Killing Kennedy
- First edition cover
- Author: Bill O'Reilly and Martin Dugard
- Subject: Assassination of John F. Kennedy
- Publisher: Henry Holt and Company
- Publication date: October 2, 2012
- Media type: Hardcover
- Pages: 336
- ISBN: 0805096663
- Preceded by: Killing Lincoln
- Followed by: Killing Jesus

= Killing Kennedy =

2012 non-fiction book by Bill O'Reilly and Martin Dugard

Killing Kennedy: The End of Camelot is a 2012 non-fiction book by Bill O'Reilly and Martin Dugard about the assassination of the 35th president of the United States John F. Kennedy. It is a follow-up to O'Reilly's 2011 book Killing Lincoln. Killing Kennedy was released on October 2, 2012 through Henry Holt and Company.

==Synopsis==
In Killing Kennedy the authors narrate the events leading up to the assassination of President Kennedy as well as the event's aftermath. O'Reilly and Dugard also focus on the element of the growing Cold War, Kennedy's attempt to deal with the rise of Communism, and the potential threat from organized crime.

==Reception==
Critical response to Killing Kennedy was mixed, with The New York Times writing that the book was at times disappointing but that it "picks up strength as it heads for its date with destiny". The book has been criticized for a "lack of citation and occasional 'literary liberties'".

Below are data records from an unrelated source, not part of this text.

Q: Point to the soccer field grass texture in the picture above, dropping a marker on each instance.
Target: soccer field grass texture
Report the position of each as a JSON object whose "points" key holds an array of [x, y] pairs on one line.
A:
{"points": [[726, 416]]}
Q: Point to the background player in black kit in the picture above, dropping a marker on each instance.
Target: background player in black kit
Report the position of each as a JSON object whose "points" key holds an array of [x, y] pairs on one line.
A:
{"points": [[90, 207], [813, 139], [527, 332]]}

O'Reilly has stated that he and Dugard wrote the book to be "fun" and "to get people engaged with their country". The book sold 118,000 copies in its first week.

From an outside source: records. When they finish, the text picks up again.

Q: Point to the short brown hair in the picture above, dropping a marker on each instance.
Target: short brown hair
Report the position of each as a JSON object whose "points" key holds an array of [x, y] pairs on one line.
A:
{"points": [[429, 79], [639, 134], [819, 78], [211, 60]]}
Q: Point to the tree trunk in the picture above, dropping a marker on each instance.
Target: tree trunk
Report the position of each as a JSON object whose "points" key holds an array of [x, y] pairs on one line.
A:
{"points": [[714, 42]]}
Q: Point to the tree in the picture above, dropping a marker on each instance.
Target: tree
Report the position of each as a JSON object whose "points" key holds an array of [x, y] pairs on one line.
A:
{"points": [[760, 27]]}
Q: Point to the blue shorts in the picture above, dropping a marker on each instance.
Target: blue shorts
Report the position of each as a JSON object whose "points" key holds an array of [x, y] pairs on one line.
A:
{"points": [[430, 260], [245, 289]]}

Another passage where O'Reilly claims he was present outside the Florida home of alleged conspirator George de Mohrenschildt when he committed suicide has been shown by several sources to be false, as he was known not to be in the state at the time. In response, the publisher Henry Holt and Company issued a statement: "This one passage is immaterial to the story being told by this terrific book and we have no plans to look into this matter."

==Adaptation==

After the success of Killing Lincoln, National Geographic Channel announced it would produce a film adaptation of Killing Kennedy. In May 2013, it was announced that Rob Lowe was to play President John F. Kennedy, Ginnifer Goodwin would play First Lady Jacqueline Kennedy, and Michelle Trachtenberg would portray Lee Harvey Oswald's wife Marina Oswald. The television film premiered on November 10, 2013. On its original airing, it drew in 3,354,000 viewers, averaging a 1.1 rating with adults in the 25-54 demographic. The viewership broke the record previously held by Killing Lincoln which averaged 3,351,000 viewers.